L’infirmière se tourna vers le Directeur en hochant la tête d’un air consterné.
– Qu’est-ce que tu manges quand tu rentres chez toi à midi ?
– Je ne rentre pas à la maison.
– Tu ne manges donc pas à midi ?
– Si, bien sûr. J’emporte des haricots enveloppés dans une tortilla.
L’infirmière était vraiment atterrée, mais elle se maîtrisa.
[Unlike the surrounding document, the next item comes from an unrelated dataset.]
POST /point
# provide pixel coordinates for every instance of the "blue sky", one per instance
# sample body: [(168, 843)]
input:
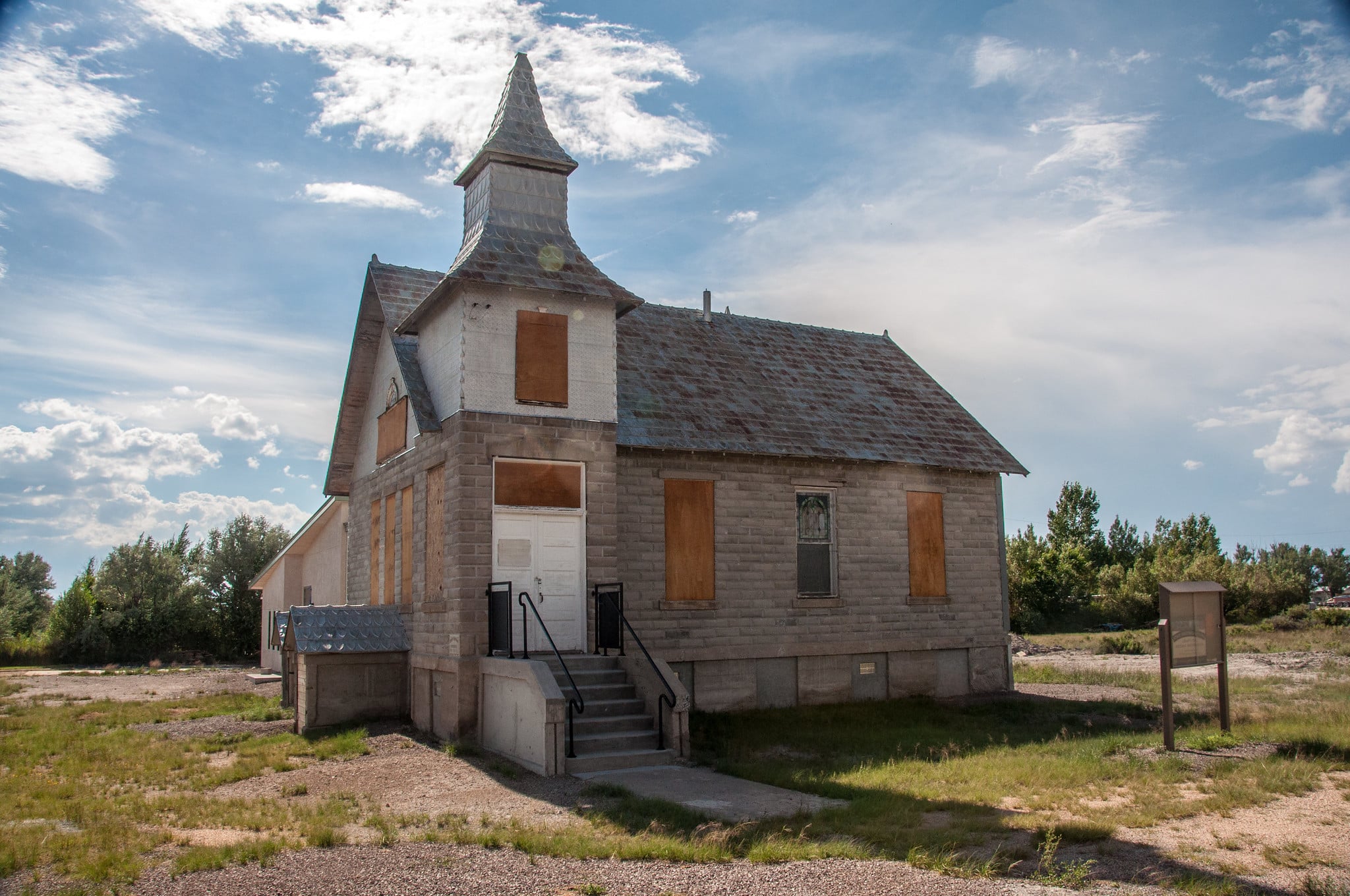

– Et le soir, qu’est-ce que tu manges ?
– Des tortillas et des haricots.
(…)
Il (le médecin de l’école) secouait encore la tête d’un air incrédule tandis qu’il faisait son rapport :  » je leur ai fait passer tous les tests que je connais « , dit-il,  » dents, peau, sang, squelette, yeux, coordination. Messieurs, ils vivent de ce qui constitue un lent poison, et cela depuis leur naissance. Messieurs, je n’ai jamais vu d’enfants plus sains de toute ma vie. « 

Tortilla flat, John Steinbeck, traduction de H. Louis

Néanmoins, selon les principes alimentaires du Docteur Seignalet, le maïs est une céréale à éviter.